Marty met him at the door. "Well, Marty," he said; and was surprised
to read in her face that the case was not so hopeful as he had imagined.
"I am sorry for your labor," she said. "It is all lost. He says the
tree seems taller than ever."
Winterborne looked round at it. Taller the tree certainly did seem,
the gauntness of its now naked stem being more marked than before.
"It quite terrified him when he first saw what you had done to it this
morning," she added. "He declares it will come down upon us and cleave
us, like 'the sword of the Lord and of Gideon.'"
"Well; can I do anything else?" asked he.
"The doctor says the tree ought to be cut down."
"Oh--you've had the doctor?"
"I didn't send for him Mrs. Charmond, before she left, heard that
father was ill, and told him to attend him at her expense."
"That was very good of her. And he says it ought to be cut down. We
mustn't cut it down without her knowledge, I suppose."
He went up-stairs.
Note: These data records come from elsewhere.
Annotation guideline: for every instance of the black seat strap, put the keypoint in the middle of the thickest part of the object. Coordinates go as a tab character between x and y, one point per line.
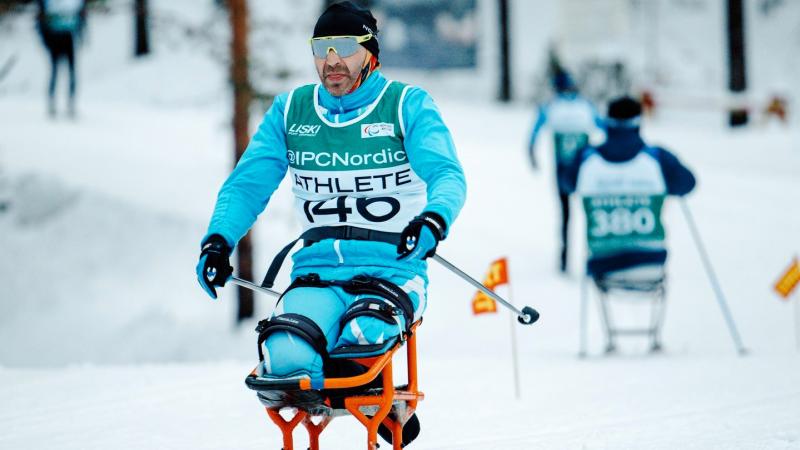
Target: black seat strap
371	307
296	324
320	233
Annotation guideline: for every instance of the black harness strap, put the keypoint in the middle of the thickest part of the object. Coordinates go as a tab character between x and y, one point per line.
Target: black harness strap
371	307
313	235
366	285
296	324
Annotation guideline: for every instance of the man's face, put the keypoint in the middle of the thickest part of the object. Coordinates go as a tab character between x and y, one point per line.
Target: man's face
338	74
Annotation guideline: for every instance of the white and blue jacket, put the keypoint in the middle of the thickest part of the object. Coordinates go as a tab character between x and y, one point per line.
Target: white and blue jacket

There the old man sat, staring at the now gaunt
tree as if his gaze were frozen on to its trunk. Unluckily the tree
waved afresh by this time, a wind having sprung up and blown the fog
away, and his eyes turned with its wavings.
They heard footsteps--a man's, but of a lighter type than usual. "There
is Doctor Fitzpiers again," she said, and descended. Presently his
tread was heard on the naked stairs.
Mr. Fitzpiers entered the sick-chamber just as a doctor is more or less
wont to do on such occasions, and pre-eminently when the room is that
of a humble cottager, looking round towards the patient with that
preoccupied gaze which so plainly reveals that he has wellnigh
forgotten all about the case and the whole circumstances since he
dismissed them from his mind at his last exit from the same apartment.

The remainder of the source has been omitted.